Ok, this may seem like a silly question but if I'm adapting my comic book into a movie myself (even though the comic is just a script atm, but I plan to have it drawn up soonish) do I need to include:
Based on the comic series by blah blah
I'm not sure if i need to include it or not since they're both written by me?
Cheers
It is actually very important.
A comic book falls (or at any rate *may* fall) into the same category as a novel.
That is, the underlying literary rights remain vested with *you.*
Just as if you wrote a novel and it became the basis for a movie.

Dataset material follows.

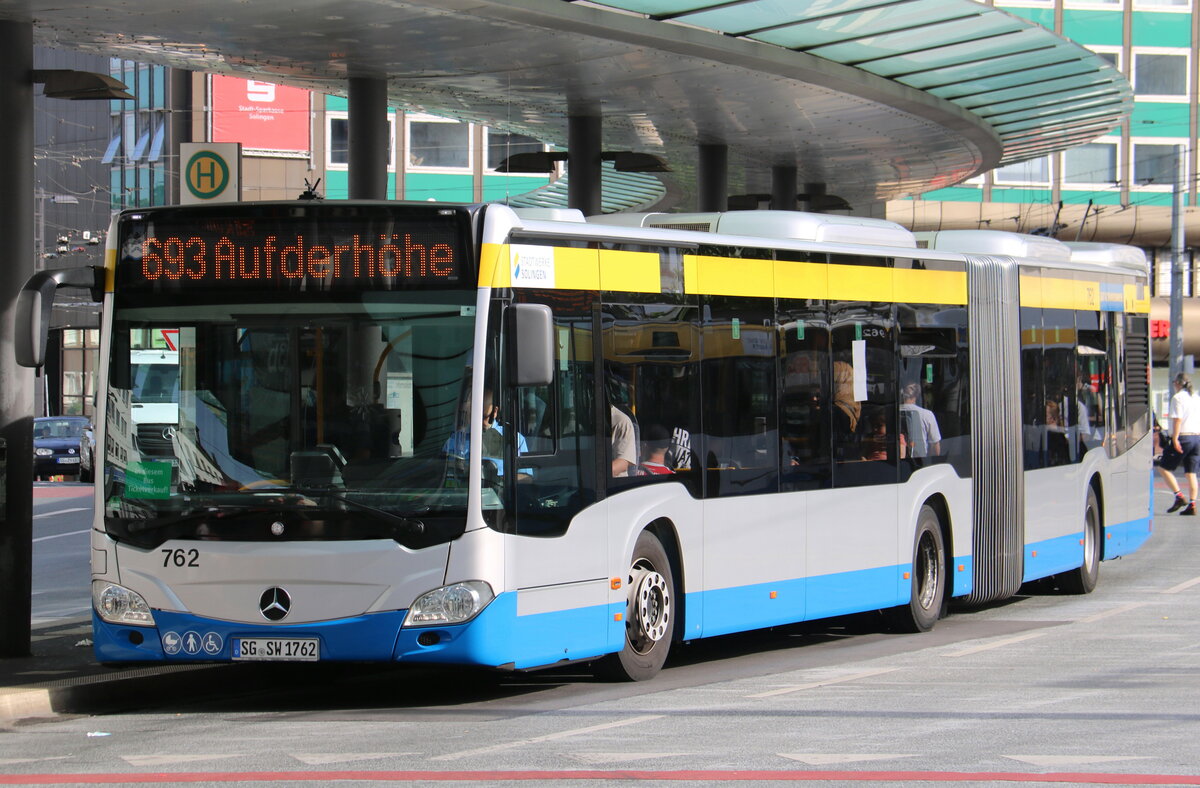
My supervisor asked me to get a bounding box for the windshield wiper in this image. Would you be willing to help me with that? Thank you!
[238,487,425,536]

In order for that to happen, somebody has to be the "movie rights" from you. But even after they've done that, you continue to own the underlying rights to the novel. You can write your own sequels. You can continue to earn money off of its publication. It's still yours.
The same is often true in respect to a graphic novel where the creator owns or at least co-owns the underlying rights.
Frank Millar has sold the *movie* rights to 300, and was paid to right the screenplay, but he still owns the underlying rights to the graphic novel.
If he'd written an original screenplay called 300 -- that wouldn't be the case. He would have sold it, a studio would have bought it, and in buying it, would, under normal circumstances, have acquired *all* rights to it, of every kind.
It's better to retains rights than to give them up.
Of course, that means that you will actually have to do more than simply have an unsold script for a graphic novel, any more than having an unsold novel from which you've derived an unsold screenplay.
You need to actually get the thing drawn and published, in some form, if only on-line.
In fact, as a means of promoting the project, developing it first as a graphic novel (providing that the material is appropriate and it's something that you are interested in doing) has proven to be a successful strategy for a number of writers.